Taken together, Zias and Sekeles offered a different theory on the manner of crucifixion, suggesting that each foot might have been nailed separately to the side of the upright beam. Their theory also fit with an ancient graffito found in Puteoli, Italy, depicting a crucified individual, with a woman’s name, Alkimila, above a shoulder.

The most recent discovery in Britain further illuminates understanding of the practice. The remains there, labeled Skeleton 4926, had been buried face up, hands crossed in front, in a cemetery of a roadside settlement in a onetime Roman province that is now Fenstanton, Cambridgeshire. A dozen nails lay around it. A 13th was discovered in the heel bone in the laboratory.

The skeleton, which was mostly complete, dated to about A.D. 130 to 360. Its spine and ribs had been crushed, and the arms and legs also appeared to show signs of damage from binding or shackles, Duhig and Ingham said. The British archaeologists said the nail had been driven into the outside of the right heel bone, where there was also an impression from a hammer or other driving device having missed its mark - a sign of the almost casual manner in which suffering could be inflicted.
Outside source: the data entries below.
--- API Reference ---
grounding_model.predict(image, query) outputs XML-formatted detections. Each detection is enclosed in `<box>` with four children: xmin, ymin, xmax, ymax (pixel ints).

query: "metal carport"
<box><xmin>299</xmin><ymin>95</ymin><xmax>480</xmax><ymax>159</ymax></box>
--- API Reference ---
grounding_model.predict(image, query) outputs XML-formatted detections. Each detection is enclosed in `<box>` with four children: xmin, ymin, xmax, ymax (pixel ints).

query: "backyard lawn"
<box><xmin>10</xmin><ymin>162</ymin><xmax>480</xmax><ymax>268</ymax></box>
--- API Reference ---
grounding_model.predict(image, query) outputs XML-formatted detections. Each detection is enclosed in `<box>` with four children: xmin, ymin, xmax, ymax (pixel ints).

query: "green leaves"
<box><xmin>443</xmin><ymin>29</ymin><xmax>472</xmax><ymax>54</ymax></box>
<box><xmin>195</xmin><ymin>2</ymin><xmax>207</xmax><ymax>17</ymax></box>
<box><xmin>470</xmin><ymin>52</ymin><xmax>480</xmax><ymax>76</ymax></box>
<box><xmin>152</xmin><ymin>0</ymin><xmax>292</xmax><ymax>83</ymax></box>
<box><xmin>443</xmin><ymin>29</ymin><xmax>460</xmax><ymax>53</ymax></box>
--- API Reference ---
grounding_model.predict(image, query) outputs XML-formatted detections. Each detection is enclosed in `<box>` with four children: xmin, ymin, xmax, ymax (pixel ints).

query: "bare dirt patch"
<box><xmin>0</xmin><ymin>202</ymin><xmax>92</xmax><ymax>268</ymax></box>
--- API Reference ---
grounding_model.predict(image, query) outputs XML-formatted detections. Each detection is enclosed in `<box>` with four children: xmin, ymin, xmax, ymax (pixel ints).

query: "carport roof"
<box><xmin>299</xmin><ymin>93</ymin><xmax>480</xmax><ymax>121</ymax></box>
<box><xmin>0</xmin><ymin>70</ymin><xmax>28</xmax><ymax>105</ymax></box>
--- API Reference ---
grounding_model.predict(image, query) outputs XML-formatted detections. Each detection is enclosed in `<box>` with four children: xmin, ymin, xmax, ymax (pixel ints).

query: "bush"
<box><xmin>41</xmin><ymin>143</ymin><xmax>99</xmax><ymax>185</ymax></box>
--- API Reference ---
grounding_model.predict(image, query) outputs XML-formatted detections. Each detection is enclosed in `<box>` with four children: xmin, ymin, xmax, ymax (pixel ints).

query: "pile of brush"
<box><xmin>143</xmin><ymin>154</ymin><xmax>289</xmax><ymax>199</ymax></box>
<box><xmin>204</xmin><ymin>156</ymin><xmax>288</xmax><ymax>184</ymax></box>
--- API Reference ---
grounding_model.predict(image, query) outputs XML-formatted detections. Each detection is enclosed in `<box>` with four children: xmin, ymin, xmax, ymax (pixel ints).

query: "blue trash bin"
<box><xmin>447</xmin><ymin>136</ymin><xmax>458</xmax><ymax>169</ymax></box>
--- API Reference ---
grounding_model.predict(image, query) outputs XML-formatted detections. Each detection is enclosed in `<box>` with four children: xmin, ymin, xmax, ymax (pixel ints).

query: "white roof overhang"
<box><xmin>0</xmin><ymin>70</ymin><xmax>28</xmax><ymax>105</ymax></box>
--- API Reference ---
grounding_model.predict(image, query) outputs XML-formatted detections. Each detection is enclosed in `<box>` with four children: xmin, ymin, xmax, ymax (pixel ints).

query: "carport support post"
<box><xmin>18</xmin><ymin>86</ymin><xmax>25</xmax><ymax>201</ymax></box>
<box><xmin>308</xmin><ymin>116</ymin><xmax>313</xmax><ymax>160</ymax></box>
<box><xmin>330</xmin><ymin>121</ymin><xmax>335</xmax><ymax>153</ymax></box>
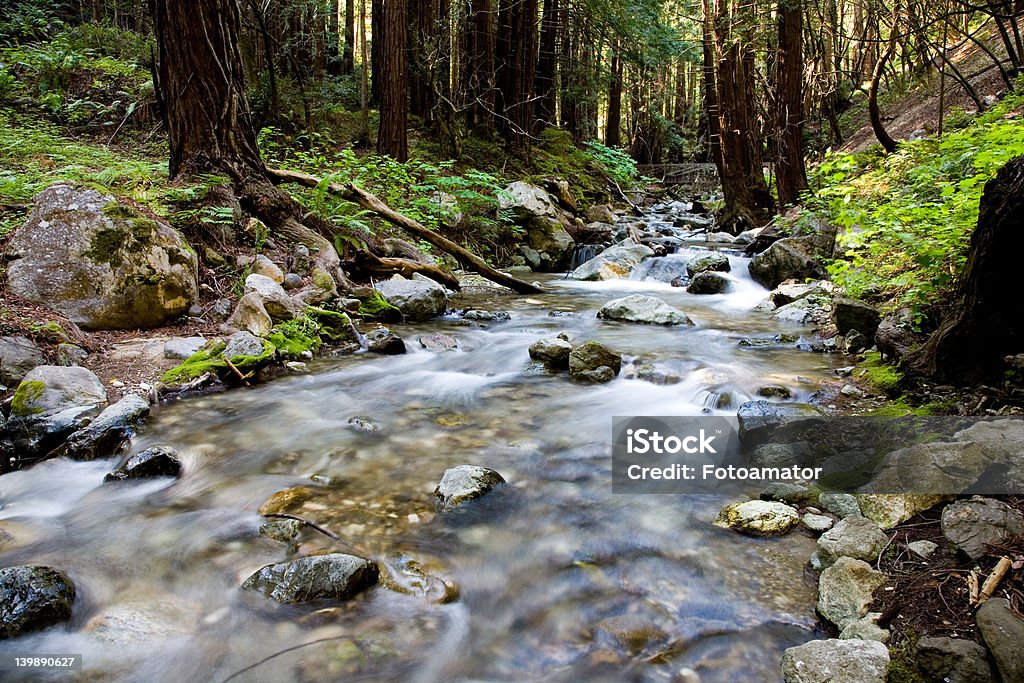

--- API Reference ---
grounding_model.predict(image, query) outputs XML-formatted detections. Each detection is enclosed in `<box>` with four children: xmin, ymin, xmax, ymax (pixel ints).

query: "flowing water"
<box><xmin>0</xmin><ymin>222</ymin><xmax>841</xmax><ymax>682</ymax></box>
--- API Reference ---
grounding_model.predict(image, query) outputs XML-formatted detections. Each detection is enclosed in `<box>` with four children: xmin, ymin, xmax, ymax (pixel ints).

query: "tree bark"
<box><xmin>775</xmin><ymin>0</ymin><xmax>810</xmax><ymax>206</ymax></box>
<box><xmin>374</xmin><ymin>0</ymin><xmax>409</xmax><ymax>162</ymax></box>
<box><xmin>905</xmin><ymin>157</ymin><xmax>1024</xmax><ymax>384</ymax></box>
Cook, whose father was a Presbyterian minister, said the details and reality of crucifixion bring him up sharp as he reflects on Jesus’ death this time of year.

“I think a lot about the nature of human suffering and what the state can inflict on a human being. And the pain of crucifixion is, I suppose, some of the most profound the human being can experience,” he said. “And, frankly, it’s just too much at times.”

And then there is the strange mystery of the cross itself - as ghastly of a punishment ever invented, now enshrined as the emblem of a spiritual renewal.

“It’s one of the ironies of history,” Cook said.